The carbon fee and dividend plan is also an interesting take on the emissions issue, I’m not sure how exactly that would pan out but it’s definitely an approach I’d like to learn more about.

Liberals

  • Set emissions reduction targets
  • Low carbon economy trust $2 billion to fund any projects that effectively reduce carbon emissions
    • $100 million/year clean energy produces
    • $200 million/year for innovation and use of clean technology in natural resources sector
  • Fulfil G20 commitment to phase out fossil fuel subsidies over 40 years
  • Support large and community scale renewable energy infrastructure projects (building retrofits, clean energy storage, charging stations)
  • Set air quality standards
  • Update national energy board to reflect regional views
  • Renew commitment to Great Lakes, St. Lawrence River Basin and Lake Winnipeg Basin
  • Restore $1.5 million/year in fresh water research
  • Increase percent of protected oceans to 5% by 2017, and meet Canada’s target of 10% 2020; $8 million/year for project
  • Restore $40 million in funding for federal oceans science and monitoring program
  • National Parks – invest $25 million/year to develop national parks and reverse $25 million in previous cuts
  • Restore funding for Canada’s urban search and rescue teams which aid in national disasters and extreme weather events (ice storms, flooding, etc.)
  • Invest $19.7 billion over the next 10 years for infrastructure on top of existing funding, including:
    • Green infrastructure: local water, waste water, climate resilient infrastructure and clean energy
    • Creating new transit opportunities and updating existing infrastructure
    • Create and improve affordable housing, seniors facilities, early learning and childhood care, long term care facilities, and cultural and recreational facilities
  • Automatically transfer any uncommitted federal infrastructure funds at year end to municipalities
  • Removing P3 requirement from existing Conservative transit fund
  • Establish Canadian Infrastructure Bank to fund municipalities infrastructure projects
  • $10 million in RRSP flexibility for home buyers
  • $125 million tax incentives to renovate and increase rental housing
  • Increase new residential property rebate to 100% for affordable rental housing
  • Direct CMHC and Canadian Infrastructure Bank to provide financial support for developers of affordable rental housing
  • Issue green bonds to make green infrastructure more attractive to private investors
  • Inventory all available federal buildings and see what can be re-purposed for affordable housing needs

Sources: Liberal Party Platform (PDF) | CitiesCan Policy Tracker

The Liberals are committed to infrastructure improvements, with a $19.7 billion investment in green infrastructure, transit, and social housing and amenities that I think we really need to see happen in Canada in the next few years.  Canada’s cities and suburbs are growing fast, and rendering current infrastructure to be overburdened and in many cases obsolete.  I’m also interested in their plans for green bonds to aid in economic stimulus for green infrastructure improvements.

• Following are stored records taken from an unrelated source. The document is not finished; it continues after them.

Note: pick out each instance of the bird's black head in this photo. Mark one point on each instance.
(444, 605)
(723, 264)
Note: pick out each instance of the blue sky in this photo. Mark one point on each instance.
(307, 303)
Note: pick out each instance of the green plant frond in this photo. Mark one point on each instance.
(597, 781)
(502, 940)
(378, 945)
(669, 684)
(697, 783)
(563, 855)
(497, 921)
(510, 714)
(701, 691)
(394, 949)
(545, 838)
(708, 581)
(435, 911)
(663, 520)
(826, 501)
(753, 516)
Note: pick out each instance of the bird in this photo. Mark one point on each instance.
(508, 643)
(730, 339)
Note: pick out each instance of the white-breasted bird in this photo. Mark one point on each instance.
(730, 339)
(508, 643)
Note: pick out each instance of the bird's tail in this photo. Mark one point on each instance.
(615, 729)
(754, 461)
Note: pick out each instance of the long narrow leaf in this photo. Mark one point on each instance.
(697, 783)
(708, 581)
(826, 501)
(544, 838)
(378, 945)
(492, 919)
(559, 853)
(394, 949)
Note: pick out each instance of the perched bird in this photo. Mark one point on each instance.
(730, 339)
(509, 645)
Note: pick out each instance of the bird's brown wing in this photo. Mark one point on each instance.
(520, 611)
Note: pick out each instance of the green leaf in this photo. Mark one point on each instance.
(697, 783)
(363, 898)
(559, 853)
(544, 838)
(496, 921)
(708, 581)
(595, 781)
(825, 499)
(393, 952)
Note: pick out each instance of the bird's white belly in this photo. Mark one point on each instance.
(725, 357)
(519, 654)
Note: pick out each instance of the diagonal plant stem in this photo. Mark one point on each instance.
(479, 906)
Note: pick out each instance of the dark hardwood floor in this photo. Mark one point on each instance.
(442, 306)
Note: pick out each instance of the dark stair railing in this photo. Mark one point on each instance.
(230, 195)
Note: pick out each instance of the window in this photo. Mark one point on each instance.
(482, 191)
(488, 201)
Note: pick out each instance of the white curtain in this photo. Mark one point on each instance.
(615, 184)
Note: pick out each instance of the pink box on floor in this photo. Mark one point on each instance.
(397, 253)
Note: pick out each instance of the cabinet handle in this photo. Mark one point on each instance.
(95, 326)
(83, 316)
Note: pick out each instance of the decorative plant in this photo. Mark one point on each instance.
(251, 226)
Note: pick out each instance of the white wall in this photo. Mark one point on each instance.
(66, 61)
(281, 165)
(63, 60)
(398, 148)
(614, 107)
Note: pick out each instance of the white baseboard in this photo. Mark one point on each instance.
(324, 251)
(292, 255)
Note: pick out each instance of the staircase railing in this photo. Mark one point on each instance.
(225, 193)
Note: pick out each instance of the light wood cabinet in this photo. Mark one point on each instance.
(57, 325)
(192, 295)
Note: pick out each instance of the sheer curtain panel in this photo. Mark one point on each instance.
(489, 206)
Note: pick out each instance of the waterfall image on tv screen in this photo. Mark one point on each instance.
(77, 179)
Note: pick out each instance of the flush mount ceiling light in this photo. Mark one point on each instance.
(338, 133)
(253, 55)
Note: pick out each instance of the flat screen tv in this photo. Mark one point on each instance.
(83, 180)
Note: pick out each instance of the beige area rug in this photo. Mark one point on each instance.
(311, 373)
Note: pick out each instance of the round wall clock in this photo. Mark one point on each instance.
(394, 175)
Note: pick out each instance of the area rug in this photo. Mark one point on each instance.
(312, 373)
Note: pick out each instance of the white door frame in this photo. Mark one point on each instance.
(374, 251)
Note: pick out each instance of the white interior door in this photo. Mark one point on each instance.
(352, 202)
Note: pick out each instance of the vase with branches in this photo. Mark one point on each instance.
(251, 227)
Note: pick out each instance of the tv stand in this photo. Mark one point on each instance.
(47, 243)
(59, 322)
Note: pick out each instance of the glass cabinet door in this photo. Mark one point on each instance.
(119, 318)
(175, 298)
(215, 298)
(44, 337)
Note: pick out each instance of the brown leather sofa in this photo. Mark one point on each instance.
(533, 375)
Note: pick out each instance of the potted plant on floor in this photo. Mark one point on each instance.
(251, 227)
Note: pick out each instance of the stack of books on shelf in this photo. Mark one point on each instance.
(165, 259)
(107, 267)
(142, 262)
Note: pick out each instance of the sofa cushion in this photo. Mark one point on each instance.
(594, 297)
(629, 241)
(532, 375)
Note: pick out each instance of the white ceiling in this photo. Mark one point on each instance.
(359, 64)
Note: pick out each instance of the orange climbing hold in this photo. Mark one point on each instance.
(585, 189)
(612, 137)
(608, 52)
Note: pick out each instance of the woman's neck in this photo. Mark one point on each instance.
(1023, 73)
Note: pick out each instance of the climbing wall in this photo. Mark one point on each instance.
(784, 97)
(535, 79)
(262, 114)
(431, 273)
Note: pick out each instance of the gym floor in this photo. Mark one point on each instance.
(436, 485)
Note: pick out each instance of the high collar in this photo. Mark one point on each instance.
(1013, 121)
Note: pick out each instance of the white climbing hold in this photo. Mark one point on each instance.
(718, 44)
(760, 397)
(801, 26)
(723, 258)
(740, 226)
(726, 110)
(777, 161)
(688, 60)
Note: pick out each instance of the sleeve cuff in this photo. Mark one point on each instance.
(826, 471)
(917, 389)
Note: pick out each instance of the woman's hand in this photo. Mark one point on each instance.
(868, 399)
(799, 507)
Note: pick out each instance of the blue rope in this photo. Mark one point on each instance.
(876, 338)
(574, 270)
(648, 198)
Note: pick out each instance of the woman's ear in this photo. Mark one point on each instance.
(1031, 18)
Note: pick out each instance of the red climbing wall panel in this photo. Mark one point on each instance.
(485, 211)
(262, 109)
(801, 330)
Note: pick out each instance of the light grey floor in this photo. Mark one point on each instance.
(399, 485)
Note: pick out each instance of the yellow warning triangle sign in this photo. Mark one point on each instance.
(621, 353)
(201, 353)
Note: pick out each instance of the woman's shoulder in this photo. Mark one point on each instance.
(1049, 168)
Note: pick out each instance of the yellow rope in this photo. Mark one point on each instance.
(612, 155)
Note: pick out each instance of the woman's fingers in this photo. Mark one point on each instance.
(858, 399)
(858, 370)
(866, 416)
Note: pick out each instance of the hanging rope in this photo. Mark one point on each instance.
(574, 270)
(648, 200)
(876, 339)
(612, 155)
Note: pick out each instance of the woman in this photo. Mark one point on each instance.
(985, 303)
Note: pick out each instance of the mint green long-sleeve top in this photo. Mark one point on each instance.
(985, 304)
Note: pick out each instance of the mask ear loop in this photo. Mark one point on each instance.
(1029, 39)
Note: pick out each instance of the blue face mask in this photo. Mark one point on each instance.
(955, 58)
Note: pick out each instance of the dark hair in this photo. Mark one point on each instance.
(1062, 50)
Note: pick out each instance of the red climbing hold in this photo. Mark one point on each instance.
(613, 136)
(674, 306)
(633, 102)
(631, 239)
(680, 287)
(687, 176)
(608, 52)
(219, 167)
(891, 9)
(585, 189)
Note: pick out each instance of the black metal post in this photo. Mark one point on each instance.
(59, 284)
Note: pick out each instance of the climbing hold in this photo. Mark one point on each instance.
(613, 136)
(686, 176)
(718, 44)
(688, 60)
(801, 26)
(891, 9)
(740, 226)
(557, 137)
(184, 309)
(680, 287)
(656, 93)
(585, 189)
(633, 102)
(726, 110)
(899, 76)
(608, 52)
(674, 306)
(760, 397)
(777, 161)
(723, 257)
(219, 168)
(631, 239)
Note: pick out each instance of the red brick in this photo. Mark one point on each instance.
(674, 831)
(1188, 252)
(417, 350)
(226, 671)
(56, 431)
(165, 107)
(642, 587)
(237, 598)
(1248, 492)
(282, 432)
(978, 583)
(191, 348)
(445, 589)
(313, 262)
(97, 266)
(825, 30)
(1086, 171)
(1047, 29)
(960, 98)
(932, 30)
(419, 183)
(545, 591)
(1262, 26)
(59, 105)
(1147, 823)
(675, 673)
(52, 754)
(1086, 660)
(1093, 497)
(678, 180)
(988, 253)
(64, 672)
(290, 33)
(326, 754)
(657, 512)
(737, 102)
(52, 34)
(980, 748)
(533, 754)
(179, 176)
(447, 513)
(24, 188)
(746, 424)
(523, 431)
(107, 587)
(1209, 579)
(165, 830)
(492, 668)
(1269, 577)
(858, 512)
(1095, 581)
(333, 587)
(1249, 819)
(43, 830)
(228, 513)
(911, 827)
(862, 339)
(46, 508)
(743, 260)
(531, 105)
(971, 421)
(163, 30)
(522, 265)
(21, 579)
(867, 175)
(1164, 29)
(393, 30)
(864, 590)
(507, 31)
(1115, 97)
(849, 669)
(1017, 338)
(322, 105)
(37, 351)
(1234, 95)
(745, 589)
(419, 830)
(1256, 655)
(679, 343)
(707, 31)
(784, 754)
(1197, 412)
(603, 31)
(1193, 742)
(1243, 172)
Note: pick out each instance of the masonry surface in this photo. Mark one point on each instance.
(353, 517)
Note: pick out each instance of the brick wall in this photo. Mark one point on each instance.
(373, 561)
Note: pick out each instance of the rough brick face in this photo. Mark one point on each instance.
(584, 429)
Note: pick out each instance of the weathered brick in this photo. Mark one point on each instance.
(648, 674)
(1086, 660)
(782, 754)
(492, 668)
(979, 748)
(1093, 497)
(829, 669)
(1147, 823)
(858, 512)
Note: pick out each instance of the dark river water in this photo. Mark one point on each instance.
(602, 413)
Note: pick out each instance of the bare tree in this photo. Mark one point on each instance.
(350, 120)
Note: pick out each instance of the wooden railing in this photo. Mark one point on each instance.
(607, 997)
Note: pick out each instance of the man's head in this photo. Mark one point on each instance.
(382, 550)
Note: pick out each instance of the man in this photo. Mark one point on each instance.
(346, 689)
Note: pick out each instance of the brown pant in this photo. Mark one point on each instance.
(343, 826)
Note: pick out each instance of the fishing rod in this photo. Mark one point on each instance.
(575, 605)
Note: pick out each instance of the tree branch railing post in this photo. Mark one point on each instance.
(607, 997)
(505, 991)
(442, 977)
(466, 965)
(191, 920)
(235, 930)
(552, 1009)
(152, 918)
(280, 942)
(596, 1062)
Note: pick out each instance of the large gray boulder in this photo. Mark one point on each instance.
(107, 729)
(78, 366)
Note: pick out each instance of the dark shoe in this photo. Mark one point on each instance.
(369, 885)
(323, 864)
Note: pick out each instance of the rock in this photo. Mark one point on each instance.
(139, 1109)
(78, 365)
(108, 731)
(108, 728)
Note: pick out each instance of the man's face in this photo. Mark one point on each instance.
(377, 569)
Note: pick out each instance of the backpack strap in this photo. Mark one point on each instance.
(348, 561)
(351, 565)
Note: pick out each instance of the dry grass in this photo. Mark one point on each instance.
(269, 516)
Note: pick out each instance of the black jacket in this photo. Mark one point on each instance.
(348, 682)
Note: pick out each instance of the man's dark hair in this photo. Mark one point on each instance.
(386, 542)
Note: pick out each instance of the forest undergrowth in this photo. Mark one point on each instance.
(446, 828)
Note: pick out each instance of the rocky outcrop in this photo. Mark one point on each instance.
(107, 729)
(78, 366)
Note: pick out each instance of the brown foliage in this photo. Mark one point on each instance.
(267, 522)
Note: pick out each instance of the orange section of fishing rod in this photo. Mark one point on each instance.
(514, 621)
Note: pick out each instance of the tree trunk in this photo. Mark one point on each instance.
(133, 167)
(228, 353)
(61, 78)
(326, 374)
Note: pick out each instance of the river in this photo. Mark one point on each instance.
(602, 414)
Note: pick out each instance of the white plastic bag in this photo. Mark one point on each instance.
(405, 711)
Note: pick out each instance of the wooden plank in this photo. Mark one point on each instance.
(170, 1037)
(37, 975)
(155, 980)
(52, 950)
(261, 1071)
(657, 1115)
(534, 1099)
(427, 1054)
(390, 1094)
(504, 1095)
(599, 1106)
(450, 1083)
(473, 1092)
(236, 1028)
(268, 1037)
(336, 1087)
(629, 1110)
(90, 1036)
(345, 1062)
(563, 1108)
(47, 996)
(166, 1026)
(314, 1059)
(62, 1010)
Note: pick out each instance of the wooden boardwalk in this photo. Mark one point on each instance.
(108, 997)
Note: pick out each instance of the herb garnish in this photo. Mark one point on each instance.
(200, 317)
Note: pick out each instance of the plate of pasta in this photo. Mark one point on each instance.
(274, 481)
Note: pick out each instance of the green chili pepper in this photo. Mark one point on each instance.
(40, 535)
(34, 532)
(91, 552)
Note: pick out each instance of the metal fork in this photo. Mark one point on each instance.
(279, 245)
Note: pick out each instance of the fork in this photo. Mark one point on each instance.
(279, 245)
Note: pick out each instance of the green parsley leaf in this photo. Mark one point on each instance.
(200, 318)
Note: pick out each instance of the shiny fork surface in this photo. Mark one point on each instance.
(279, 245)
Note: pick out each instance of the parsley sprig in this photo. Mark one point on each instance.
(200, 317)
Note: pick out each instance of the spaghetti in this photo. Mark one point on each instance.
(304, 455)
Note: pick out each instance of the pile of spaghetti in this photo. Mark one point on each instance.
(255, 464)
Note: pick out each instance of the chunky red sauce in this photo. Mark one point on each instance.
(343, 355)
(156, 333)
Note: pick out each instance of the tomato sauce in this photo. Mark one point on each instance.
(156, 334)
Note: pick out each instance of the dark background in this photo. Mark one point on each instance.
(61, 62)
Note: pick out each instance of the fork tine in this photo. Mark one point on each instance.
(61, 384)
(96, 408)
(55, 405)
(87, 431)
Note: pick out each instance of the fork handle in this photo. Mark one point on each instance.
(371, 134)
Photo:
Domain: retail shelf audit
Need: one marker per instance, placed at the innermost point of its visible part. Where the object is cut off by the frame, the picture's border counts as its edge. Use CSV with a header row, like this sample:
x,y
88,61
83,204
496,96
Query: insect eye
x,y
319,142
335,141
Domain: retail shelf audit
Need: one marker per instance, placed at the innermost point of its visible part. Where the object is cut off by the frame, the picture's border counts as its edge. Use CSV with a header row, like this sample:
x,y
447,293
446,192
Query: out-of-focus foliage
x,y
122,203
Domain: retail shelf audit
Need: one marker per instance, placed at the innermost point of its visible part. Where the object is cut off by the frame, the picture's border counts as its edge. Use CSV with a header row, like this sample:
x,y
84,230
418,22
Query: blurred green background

I also just really like that the Liberal party has gone above and beyond any other party in presenting us with real facts and figures, so I feel like I have a much better picture of what they intend to do.  It seems like they have a real, well thought out plan, rather than just some vague commitments.

So, that’s a wrap.  I’ve seen a lot of electoral platform overviews in the past week but none really covered environmental and urban issues well enough for me, so I hope this was informative! See you at the polls on Monday!